ID:2472559
 
I've recently been trying to build some more robust code which is less prone to runtime errors caused by players closing the game in the middle of doing something. Some things I've been working on lately involve a lot of user input, and while blazing through it all I've found myself using the classic

if(!src)
return


But slowly I've seen the number of that snippet grow to fairly ridiculous amounts, especially when a decision is made involving multiple entities. if(!this), if(!that), if(!everything). The next step I thought about was to encase everything in try/catch blocks, though I have very many individual objects and turfs that contain these checks, and adding all of these try/catch blocks seems like it'd be a lot of extra indentation and still extra code. Then, I thought about modifying world/Error() to deal with this, and thought I'd check in here before doing anything too drastic.

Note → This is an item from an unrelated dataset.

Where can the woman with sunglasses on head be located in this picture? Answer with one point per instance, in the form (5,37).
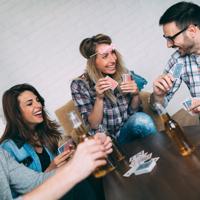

I can live with NPC mobs or objects finding weird ways to obliterate in the middle of being useful. That can be fixed. My main issue is with players leaving while doing things, immediately chucking null references and fracturing things. Truth be told, often times this is just me trying to keep the error log clean of players logging out mid-conversation of an NPC or something of the like. Is it advisable to use world/Error() to catch and promptly ignore null references thrown by players, or is this taboo too unsafe to be broken for convenience purposes? Alternatively, what methods have you all used and seen for dealing with players leaving while doing things? Try/catch, conditional checks, etc?
You can either do the reference checking, or keep the player mob around until everything it's doing is finished. One is tedious and gets ugly when it comes to code readability, the other is fairly complicated to manage but once it's set it's usually a good way to go.

There are a lot of cases when you want a runtime error to happen though, then you'd fix the underlying cause of that reference being null. The cases you mentioned aren't really in that category, but it's a good idea to keep track of which ones are going to be gracefully handled by simply checking if the reference is valid and the ones that should never be executed with those problems in the first place.

For example, if you have MyProc() crashing with a null reference, you shouldn't have an if(!reference) in MyProc(), you should be finding places where said reference can be null when calling MyProc(), those are the places you'd handle things because that's where you'd want to figure out why that reference isn't what it should be.
Surprise nulls also appear more often if you use del a lot. Since the purpose of del is to check potentially every possible reference in the game (every variable of every object that exists, including every index of every list) for the object being deleted and set them to null until the object has no more references, del will cause all references to a deleted object to become null, even if that object is currently "in use" by some other unrelated proc.
In response to Nadrew
Yeah that's pretty much what I had in mind. I do what I can to ensure that references are never null when it can be avoided, but that leads directly to what I posted about, the one thing you can't ever fully control: players. I have thought about leaving the mob around for a while, though quite a few of my code snippets wouldn't particularly benefit. This is why I'm looking for creative suggestions on how to deal with players DCing all over the place

From what I can see from
http://www.byond.com/forum/post/1948322#comment16867278

I see that the client already disconnects from the mob by the time Logout() is called. This is fine, I don't need the client. If I were to leave the mob hanging around, what may be an easy way to determine when they're safe to be deleted? This may be going far out of scope, I understand. I can't imagine it is as simple as having a DoNotDelete() proc set attached to players, with other procs flipping that when needed, keeping Logout() stuck in a loop until all procs have authorized its release; if one proc manages to crash or loop in a way not allowing the deletion of the mob, it could be stuck floating around forever. This could be perhaps resolved with try/catch blocks, but then we go back to my original point of attempting to avoid placing those everywhere.

Hm.
In response to SeymourG
Objects are automatically deleted when there are no more references to them, using a reference-counting garbage collection system. In other words, objects cease to exist when there's essentially nothing using them, so you never actually have to use del in your code even once.
I wound up creating a child thread in the Developer Help forum to continue this post, before I abruptly leave the scope of this one.